Quando nascemos, ainda não somos totalmente homens, pelo menos não somos os homens que devemos ser, que logo viremos a ser.
Temos dois nascimentos. Quando é nosso segundo nascimento?Quando chegamos a tomar consciência não do que somos, mas do que devemos chegar a ser; não do que desejamos, mas do que devemos desejar vir a ser.
Afinal de contas, o homem se faz à medida em que vai fazendo, que vai se esforçando por ser o que deve ser; se o jovem é o produto da criança, o homem é o produto do jovem; neste sentido, a criança é o pai do homem.
Não nos tornamos velhos quando já vivemos certo número de anos, mas quando vamos perdendo o entusiasmo por nosso ideal.
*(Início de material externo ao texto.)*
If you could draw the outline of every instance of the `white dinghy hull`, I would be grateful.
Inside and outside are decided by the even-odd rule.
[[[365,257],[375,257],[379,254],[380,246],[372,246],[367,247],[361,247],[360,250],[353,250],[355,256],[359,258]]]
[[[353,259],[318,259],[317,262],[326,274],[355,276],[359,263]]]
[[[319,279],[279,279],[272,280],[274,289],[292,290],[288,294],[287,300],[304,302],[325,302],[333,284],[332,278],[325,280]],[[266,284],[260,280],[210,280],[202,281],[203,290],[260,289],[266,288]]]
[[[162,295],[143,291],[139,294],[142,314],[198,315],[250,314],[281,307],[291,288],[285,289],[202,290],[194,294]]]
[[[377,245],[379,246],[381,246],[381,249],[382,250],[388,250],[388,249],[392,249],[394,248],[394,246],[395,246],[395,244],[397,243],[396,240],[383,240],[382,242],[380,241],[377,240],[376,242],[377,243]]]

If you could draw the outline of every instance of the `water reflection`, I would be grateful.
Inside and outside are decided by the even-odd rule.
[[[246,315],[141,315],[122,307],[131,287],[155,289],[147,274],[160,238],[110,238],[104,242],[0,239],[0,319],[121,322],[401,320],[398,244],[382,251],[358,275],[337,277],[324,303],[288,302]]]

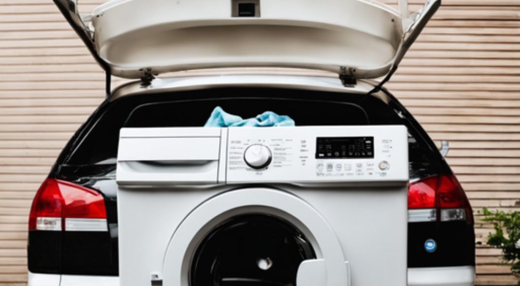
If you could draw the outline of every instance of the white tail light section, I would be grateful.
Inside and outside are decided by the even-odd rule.
[[[61,230],[61,217],[36,217],[36,230]]]
[[[65,219],[65,230],[69,231],[107,231],[103,219]]]
[[[29,226],[30,230],[108,231],[105,201],[94,190],[47,179],[33,201]]]

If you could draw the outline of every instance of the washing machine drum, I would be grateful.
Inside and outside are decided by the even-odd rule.
[[[201,242],[190,285],[295,285],[300,264],[315,258],[309,241],[288,222],[262,214],[239,216]]]
[[[199,205],[165,253],[164,286],[345,286],[348,264],[316,210],[267,188],[226,192]]]

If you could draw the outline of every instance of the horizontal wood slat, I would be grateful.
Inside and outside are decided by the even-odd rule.
[[[103,0],[80,0],[88,12]],[[396,0],[382,2],[395,6]],[[411,10],[424,0],[410,0]],[[49,0],[0,0],[0,286],[27,282],[27,215],[105,75]],[[477,285],[515,285],[481,210],[520,211],[520,2],[443,0],[385,86],[435,140],[473,206]],[[113,86],[124,80],[114,79]]]

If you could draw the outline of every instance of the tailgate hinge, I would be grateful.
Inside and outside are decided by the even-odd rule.
[[[148,86],[152,84],[152,81],[155,79],[154,75],[152,73],[151,67],[146,67],[139,69],[139,71],[141,74],[141,86]]]
[[[342,66],[340,69],[340,80],[341,80],[342,84],[347,87],[352,87],[357,83],[357,80],[353,75],[352,71],[350,69],[347,70],[344,66]]]

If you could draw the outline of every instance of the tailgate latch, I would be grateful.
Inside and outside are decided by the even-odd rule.
[[[152,286],[162,286],[162,276],[159,273],[152,273]]]
[[[341,80],[343,86],[346,87],[352,87],[355,86],[357,81],[356,77],[353,75],[352,71],[347,70],[344,66],[342,66],[340,70],[340,80]]]

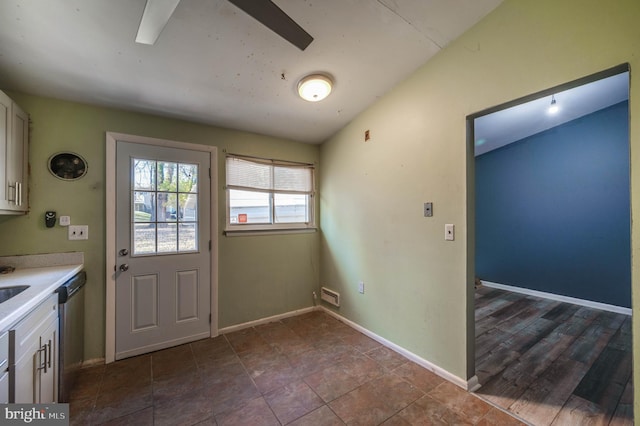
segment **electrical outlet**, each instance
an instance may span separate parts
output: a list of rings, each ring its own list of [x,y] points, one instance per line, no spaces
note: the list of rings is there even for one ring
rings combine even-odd
[[[433,203],[424,203],[424,217],[433,216]]]
[[[70,240],[89,239],[89,225],[70,225],[67,229],[69,229]]]
[[[447,241],[453,241],[455,239],[455,229],[451,223],[447,223],[444,226],[444,239]]]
Chegaram a ser santos não os que começaram, mas os que continuaram e continuaram continuando; os que nunca se cansaram de continuar.

De pouco servirá a você entregar-se ao serviço de Deus se não perseverar nele, se vem a encontrar-se com Cristo, mas logo se afasta dele. O encontro deve ser definitivo, para nunca mais tornar a separar-se. “Aquele que põe a mão no arado e olha para trás, não é apto para o reino de Deus” (Lc 9,62).